|One Coin at a Time|
Our household usually buys a certain kind of bread...Brownberry Oatnut, whole grain bread. It's darned good tasting and good for us. Walmart sells it for two loaves for $5, and the usual price at a local grocery store is 3.99 a loaf. Same identical bread, across town, $1.49 more. People with lots of money most likely wouldn't mind coughing up $1.49 more, but that's not how it's done at our house. I learned when I was a little girl how to watch out for price gouging.
When my mother was able to shop for her own groceries, she would get her cart to the check-out lane and be able to figure in her head within pennies of what the total should be. That's how sharp she was at calculating what she picked up and what each item cost. Sometimes the checker's amount would be higher than she thought it oughta be, and without fail there was a mistake made by the store. Nobody got the best of her, and I was proud of how she watched out for herself.
It helps, too, that my hubby worked in grocery retail all his life. He is naturally geared to watching for good sales. And, if we bring home something like a watermelon and it's barely edible, you can be assured the store will get a call and we'll get another one at no charge. He had to satisfy many of his customers that way over the years, and it helps that he knows the twists and turns of the innards of merchandising.
Also in the mail these days are election campaign brochures, leaflets, and letters.
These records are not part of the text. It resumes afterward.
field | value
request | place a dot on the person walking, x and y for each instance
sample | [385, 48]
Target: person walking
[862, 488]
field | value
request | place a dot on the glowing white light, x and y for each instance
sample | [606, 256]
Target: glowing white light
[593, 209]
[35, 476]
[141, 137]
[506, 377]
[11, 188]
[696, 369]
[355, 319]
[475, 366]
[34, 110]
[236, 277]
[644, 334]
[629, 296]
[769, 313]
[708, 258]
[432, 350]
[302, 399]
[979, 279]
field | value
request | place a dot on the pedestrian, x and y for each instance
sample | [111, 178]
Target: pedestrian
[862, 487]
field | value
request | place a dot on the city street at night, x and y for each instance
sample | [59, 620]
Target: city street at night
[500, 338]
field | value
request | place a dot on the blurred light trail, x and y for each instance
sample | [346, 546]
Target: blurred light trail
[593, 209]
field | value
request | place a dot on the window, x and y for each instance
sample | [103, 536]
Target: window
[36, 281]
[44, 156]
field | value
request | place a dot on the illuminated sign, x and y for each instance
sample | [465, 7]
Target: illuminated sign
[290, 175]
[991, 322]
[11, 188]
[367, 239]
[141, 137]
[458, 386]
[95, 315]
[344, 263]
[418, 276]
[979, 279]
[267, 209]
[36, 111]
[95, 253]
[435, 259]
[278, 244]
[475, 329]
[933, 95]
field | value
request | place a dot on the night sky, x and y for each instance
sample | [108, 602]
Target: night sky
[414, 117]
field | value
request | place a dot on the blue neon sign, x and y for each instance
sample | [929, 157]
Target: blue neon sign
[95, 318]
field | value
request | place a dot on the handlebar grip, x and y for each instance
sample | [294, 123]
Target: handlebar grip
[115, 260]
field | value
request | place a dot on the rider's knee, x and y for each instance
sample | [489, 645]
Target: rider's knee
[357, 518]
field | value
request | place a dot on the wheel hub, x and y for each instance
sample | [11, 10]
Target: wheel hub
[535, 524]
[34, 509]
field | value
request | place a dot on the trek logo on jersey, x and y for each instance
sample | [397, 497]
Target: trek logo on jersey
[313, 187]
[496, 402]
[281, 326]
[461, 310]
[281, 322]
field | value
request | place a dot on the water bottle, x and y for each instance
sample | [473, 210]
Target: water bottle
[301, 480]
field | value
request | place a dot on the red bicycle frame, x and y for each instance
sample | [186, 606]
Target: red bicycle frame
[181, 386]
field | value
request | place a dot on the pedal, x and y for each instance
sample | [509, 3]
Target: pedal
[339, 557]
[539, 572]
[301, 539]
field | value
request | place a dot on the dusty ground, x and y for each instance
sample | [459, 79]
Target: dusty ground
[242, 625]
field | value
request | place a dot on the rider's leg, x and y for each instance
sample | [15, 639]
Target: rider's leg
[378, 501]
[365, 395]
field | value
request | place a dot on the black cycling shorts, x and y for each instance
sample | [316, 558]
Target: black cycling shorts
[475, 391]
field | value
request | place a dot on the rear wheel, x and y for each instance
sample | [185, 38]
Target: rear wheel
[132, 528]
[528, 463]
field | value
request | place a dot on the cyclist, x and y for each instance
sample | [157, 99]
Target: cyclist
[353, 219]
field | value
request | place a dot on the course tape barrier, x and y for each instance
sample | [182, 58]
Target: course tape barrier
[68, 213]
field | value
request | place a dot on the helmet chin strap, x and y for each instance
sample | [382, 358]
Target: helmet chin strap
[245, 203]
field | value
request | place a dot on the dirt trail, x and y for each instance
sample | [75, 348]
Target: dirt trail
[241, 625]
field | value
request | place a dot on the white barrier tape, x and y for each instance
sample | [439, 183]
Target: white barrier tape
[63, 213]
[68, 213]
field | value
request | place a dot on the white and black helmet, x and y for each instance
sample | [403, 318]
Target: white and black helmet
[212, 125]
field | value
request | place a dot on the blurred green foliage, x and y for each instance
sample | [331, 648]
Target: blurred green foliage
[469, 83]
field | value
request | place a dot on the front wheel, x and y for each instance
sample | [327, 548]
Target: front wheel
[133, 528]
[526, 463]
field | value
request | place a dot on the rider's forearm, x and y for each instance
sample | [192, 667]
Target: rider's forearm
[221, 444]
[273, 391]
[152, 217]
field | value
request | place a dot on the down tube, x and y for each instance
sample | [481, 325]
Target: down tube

Honest to god, I know that there are those who want to give us a voice, but what good is a voice if no one is listening? All wanna-be politicians are fervent in their attempts, I'm sure, but the older I get, the more I understand what my dad always said.....they're all crooks. He also used to say that the rich get richer, and the poor get poorer.
Each household has to fend for themselves, best they can, and live within their means. That's the secret to it all. We've never tried to "keep up with the Joneses," and it's paid off. Alot of money is spent on silly things, and the choice belongs to each of us on how we spend our money. One thing I do know is that both my parents would raise themselves from their graves if they ever saw me spending money foolishly. Our family had an 11th Commandment. Maybe what we're lacking in our society today is more showing our kids that they must first "earn" money and then "manage" their money if they want to make it in this world. Take away the "silver spoons" and see what happens!
Today's trivia: How "buck" became slang for U.S. dollar? The term originated from the Old West when buckskin was a common medium of exchange with Indians. Later as currency replaced the barter system, people still referred to a dollar as a buck (short for buckskin).